Legal Responsibilities of the Board of Directors

 

“Board volunteers must place the larger interests of the organization above personal or factional concerns.”

 

·       The Board of Directors is charged with the overall management and supervision of the corporation.  They have the power and duty to carry out whatever transaction the corporation itself has the power and duty to carry out in furtherance of its charter.

·       Maintain complete and accurate minutes and financial records.

·       Selection, supervision, and removal of executive personnel.

·       Fix compensation plan, fringe benefits and retirement plans.

·       Select successor trustees and directors.

·       Make administrative policy decisions; i.e., level of staff, public relations, labor relations.

·       Enact charter and by-law changes.

·       Make financial and investment decisions.

 

Many of the above duties that must be directly performed by the Board will depend to some extent, upon the size of the organization, its complexity and available staff.  Areas of delegation to executive personnel should be clearly understood by all.

 

Board of Director’s Standards of Conduct

 

“Director and Officers shall discharge the duties of their respective positions in good faith and with a significant degree of diligence, care and skills.”

 

·       In conducting his/her supervisory activities, the Director has the ability to place reasonable reliance on the information and reports of others.  These can include financial statements provided by accountants, information provided by legal counsel and report of Board Committees and outside experts.  Reliance on any of these sources will not, however, relieve the Director of the need to exercise ordinary prudence and good judgment.

 

Actions of good faith:

q      Attend all Board and Committee meetings.  If unable to attend, able to show a valid reason for absence.

q      Have a thorough knowledge of the duties and provisions within the by-laws and charter.
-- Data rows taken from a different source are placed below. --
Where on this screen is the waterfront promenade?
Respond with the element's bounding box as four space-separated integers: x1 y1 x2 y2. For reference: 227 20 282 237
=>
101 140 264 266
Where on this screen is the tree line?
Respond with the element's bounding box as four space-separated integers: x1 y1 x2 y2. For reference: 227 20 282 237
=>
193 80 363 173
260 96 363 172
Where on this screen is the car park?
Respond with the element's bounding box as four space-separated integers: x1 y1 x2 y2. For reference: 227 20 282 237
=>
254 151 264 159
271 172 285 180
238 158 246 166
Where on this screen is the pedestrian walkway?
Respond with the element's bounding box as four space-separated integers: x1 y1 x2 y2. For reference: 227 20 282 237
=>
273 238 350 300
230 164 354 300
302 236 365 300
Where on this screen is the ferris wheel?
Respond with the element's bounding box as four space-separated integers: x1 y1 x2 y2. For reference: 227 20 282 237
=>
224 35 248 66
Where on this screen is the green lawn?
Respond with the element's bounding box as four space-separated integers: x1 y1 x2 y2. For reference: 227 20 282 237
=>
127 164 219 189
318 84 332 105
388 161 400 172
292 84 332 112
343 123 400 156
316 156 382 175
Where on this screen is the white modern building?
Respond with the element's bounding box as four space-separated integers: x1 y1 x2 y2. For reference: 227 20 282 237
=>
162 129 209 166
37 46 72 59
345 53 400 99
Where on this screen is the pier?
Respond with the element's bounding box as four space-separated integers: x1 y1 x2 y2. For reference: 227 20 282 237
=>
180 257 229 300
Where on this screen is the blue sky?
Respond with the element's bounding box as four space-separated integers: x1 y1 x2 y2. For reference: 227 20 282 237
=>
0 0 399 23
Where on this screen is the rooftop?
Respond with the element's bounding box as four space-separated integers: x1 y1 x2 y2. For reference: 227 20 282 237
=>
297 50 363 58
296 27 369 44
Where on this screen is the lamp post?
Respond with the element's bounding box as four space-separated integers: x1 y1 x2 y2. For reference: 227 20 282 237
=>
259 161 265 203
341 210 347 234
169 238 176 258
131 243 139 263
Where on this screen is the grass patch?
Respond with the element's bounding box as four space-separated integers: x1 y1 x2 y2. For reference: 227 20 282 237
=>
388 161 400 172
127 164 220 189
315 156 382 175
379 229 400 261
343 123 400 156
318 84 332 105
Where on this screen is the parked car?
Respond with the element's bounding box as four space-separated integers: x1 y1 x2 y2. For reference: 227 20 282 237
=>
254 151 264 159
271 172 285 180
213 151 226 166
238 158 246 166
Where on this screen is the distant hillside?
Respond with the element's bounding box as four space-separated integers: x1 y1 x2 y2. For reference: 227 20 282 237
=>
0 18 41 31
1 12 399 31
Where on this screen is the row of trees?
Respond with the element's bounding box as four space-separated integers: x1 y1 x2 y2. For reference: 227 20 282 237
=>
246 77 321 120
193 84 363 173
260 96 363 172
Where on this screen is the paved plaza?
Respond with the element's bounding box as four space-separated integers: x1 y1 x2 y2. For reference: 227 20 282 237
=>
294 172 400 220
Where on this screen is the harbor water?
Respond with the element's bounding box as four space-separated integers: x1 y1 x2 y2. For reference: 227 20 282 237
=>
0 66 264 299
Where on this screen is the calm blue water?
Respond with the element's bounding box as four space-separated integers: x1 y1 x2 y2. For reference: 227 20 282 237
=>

q      Heed corporate affairs and keep informed of the general activities and operation of programs.

q      Ensure minimum statutory technical requirements are met, and filing annual reports.

q      Register dissents in the minutes or by letter.

q      Avoid any semblance of self-dealing or enrichment.  Discourage any business transactions between directors and the corporation, unless conducted entirely openly and with stringent safeguards.  “Private inurement” can cause loss of IRS 501 (c)(3) tax exempt status.